Green Research in Education Group (GRiEG)

The Green Research in Education Group (GRiEG) is a research and scholarship group developing educational research and practice for a globally sustainable future.

The current agenda for the work of this group consists of the following:

  • The provision and implementation of an educational research agenda for every R&D project on sustainability from the Manchester Institute of Education, The University of Manchester and beyond in the UK, EU and internationally. The model for this last year was the University's proposal for a major 'Soils' project to Natural Environment Research Council (NERC), which was unfortunately unfunded. Research Question: 'How does/can the success/impact of this sustainability project depend on/contribute to educating the public, from school children/students and their communities to politicians and governments?'
  • The development of educationally focused research projects such as those funded by the Economic and Social Research Council North West (ESRC-NW) PGR scholars researching transformative activism (the case of Fridays for the future) and learning communities (refugee subaltern women’s groups in Manchester). These two scholars won competitive PGR 1+3 bids to ESRC-NW and we aim to build on this with projects large and small
  • In particular, we aim to develop global understanding of the planet-wide crises (climate emergency, pandemics/biodiversity, inequality and decolonisation) through research projects, including one that focuses on our own internationalisation of the MA (in education for sustainability) that will implement dual distance/in-person students studying their local contexts of transformations across North and South global contexts.
  • Working locally to inform the University's sustainability efforts, especially currently our policy and practice regarding travel/aviation in a world ‘returning to normal’ unsustainable behaviours and policies.
  • Equality and inequality are at the heart of all these works and proposals
  • Finally, we aim to develop capacity through all our scholarship and teaching, including the MA but also in all our educational programmes, including those we are engaged with across the School of Environment, Education and Development, Faculty of Humanities, and Faculty of Science and Engineering. Next year we plan a seminar series.

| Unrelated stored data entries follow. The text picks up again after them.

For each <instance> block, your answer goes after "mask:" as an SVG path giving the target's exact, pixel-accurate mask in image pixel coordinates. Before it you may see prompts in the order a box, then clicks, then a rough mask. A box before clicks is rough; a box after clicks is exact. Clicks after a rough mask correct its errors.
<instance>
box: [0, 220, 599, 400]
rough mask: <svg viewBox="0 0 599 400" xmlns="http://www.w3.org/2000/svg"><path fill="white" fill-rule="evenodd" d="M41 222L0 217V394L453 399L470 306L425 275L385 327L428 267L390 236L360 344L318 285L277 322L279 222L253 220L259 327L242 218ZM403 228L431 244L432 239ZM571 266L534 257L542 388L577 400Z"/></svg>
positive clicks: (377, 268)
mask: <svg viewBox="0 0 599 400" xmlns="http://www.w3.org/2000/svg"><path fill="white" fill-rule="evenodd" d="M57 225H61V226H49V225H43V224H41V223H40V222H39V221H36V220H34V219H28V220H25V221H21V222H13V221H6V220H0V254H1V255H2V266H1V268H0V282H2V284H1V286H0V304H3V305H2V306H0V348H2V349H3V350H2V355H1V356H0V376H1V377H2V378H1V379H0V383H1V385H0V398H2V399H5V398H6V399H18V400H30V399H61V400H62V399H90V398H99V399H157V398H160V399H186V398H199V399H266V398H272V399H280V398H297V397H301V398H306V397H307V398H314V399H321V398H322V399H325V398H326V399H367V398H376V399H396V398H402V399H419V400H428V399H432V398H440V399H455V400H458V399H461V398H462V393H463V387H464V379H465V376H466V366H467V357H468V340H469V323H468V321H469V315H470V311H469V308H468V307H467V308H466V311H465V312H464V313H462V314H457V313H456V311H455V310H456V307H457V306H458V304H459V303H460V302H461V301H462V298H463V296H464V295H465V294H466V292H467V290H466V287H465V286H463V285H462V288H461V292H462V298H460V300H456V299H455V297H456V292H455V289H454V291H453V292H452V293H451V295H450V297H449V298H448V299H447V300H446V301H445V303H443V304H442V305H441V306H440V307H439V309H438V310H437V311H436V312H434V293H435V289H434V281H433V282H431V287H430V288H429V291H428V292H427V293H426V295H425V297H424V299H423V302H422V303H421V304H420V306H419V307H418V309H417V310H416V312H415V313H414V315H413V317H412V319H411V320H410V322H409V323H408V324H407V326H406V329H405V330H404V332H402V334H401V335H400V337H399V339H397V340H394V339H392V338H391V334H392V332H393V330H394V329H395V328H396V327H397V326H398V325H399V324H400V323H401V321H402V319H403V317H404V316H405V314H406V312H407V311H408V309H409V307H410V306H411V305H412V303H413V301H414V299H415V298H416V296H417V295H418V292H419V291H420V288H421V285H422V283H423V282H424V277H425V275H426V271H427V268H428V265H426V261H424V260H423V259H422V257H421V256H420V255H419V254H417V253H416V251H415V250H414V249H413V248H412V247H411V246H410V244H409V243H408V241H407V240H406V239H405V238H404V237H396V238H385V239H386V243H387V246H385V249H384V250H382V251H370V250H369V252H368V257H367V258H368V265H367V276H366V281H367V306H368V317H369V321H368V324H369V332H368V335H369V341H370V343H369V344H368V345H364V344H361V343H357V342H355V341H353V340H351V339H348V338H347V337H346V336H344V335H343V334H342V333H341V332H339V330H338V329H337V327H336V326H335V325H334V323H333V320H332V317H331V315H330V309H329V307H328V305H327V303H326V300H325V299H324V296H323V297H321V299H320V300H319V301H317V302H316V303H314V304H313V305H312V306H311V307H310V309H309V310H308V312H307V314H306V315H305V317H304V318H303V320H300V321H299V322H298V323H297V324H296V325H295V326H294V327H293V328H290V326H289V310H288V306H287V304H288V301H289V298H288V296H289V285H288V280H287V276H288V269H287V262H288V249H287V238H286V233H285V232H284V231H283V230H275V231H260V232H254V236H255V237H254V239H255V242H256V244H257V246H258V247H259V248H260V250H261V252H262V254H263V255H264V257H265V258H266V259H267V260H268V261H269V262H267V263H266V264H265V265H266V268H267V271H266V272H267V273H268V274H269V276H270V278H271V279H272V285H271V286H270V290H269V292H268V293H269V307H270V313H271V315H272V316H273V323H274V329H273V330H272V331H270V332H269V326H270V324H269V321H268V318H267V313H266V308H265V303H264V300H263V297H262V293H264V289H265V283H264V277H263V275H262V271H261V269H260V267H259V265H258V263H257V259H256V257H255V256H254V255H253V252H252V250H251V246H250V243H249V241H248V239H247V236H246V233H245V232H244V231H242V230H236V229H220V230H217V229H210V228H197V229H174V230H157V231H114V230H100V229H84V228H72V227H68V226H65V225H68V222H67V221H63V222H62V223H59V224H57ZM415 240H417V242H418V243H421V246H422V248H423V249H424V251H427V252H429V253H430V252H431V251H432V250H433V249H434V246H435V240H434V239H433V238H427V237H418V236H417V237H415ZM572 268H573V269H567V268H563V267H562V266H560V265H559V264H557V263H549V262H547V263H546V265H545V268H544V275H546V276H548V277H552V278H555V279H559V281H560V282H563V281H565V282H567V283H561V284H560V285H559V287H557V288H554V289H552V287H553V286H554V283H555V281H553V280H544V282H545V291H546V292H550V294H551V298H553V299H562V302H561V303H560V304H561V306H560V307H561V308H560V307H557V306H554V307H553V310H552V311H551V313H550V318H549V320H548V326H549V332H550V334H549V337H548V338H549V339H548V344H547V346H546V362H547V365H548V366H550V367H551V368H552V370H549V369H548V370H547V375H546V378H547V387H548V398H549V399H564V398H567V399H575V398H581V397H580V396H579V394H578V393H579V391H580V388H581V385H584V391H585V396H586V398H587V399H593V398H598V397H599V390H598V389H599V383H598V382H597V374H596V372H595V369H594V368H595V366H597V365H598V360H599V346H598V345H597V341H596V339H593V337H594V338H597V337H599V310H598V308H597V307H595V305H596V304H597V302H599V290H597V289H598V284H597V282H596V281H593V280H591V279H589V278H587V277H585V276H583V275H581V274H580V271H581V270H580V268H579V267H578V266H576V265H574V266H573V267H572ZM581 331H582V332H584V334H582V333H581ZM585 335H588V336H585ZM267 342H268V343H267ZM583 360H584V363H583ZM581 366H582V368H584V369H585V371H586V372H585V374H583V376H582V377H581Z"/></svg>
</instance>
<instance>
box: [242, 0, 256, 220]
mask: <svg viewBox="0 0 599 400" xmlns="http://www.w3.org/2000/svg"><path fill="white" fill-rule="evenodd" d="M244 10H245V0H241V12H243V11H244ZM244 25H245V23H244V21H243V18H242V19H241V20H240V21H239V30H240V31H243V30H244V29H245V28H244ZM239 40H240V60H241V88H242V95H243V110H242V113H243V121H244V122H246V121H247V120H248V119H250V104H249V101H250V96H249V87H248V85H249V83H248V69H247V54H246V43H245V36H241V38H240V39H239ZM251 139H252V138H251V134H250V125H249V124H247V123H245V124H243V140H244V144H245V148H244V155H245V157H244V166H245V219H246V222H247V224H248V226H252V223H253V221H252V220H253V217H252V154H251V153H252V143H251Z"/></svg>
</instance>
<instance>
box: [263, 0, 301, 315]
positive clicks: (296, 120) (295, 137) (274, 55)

We currently meet fortnightly and plan activities including public seminars involving scholars and activists, academics and students in the movements to tackle the global challenges.

In conclusion, our understanding of sustainability involves a central role for education in almost all effective research and development projects. Humanity has the technical tools to survive, but educated decisions and behaviours are less certain – this is our raison d’etre as educators and education researchers.